N. Haupert: “Die Bauunternehmen geben sich optimistisch. Würden sämtliche sich in Planung befindlichen Bauvorhaben realisiert, haben sie für die nächsten vier, fünf Jahre Arbeit. Vorausgesetzt, die administrativen Prozeduren verlaufen planmäßig. Was die Auftraggeber angeht, so bleibt der Drang nach einem Eigenheim immer noch groß. Die ungünstige wirtschaftliche Entwicklung führt vielleicht dazu, dass bei der Verwirklichung des Traumes eine Reihe von Abstrichen gemacht wird. Andererseits sollte man aber auch sehen, dass die Zinssätze für Darlehen auf ein äußerst günstiges Niveau gesunken sind.”

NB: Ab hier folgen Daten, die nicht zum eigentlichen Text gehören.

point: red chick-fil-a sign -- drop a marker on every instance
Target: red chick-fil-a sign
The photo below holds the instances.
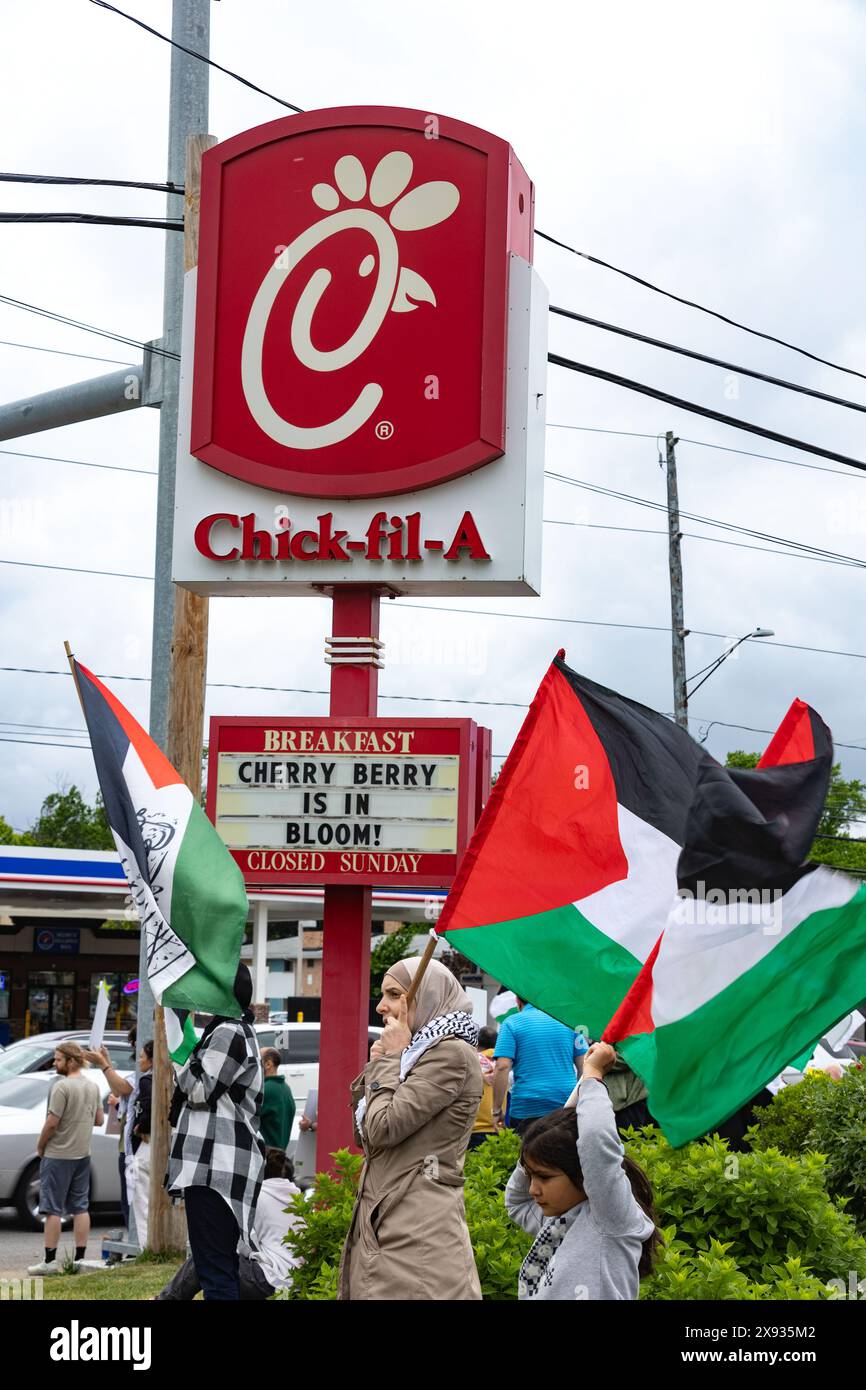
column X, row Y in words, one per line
column 352, row 302
column 363, row 363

LW: “Welche zusätzlichen Maßnahmen sind denn nun nötig, um die angespannte Lage am Wohnungsmarkt zu entschärfen?”
N. Haupert: “Ich sehe da drei Ansatzpunkte: den Preisdruck auf dem Baugelände reduzieren. Durch die Schaffung einer Grundstücksreserve könnten Staat und Gemeinden das Angebot steigern und demzufolge auf die Preise einwirken. Dann muss, wie schon erwähnt, im Bereich des sozialen Wohnungsbaus agiert werden und schließlich die Mietgesetzgebung angepasst werden. Der Mieter genießt heutzutage einen solchen Schutz, dass es für einen potenziellen Vermieter einfach uninteressant ist, sein Haus oder seine Wohnung zu vermieten.”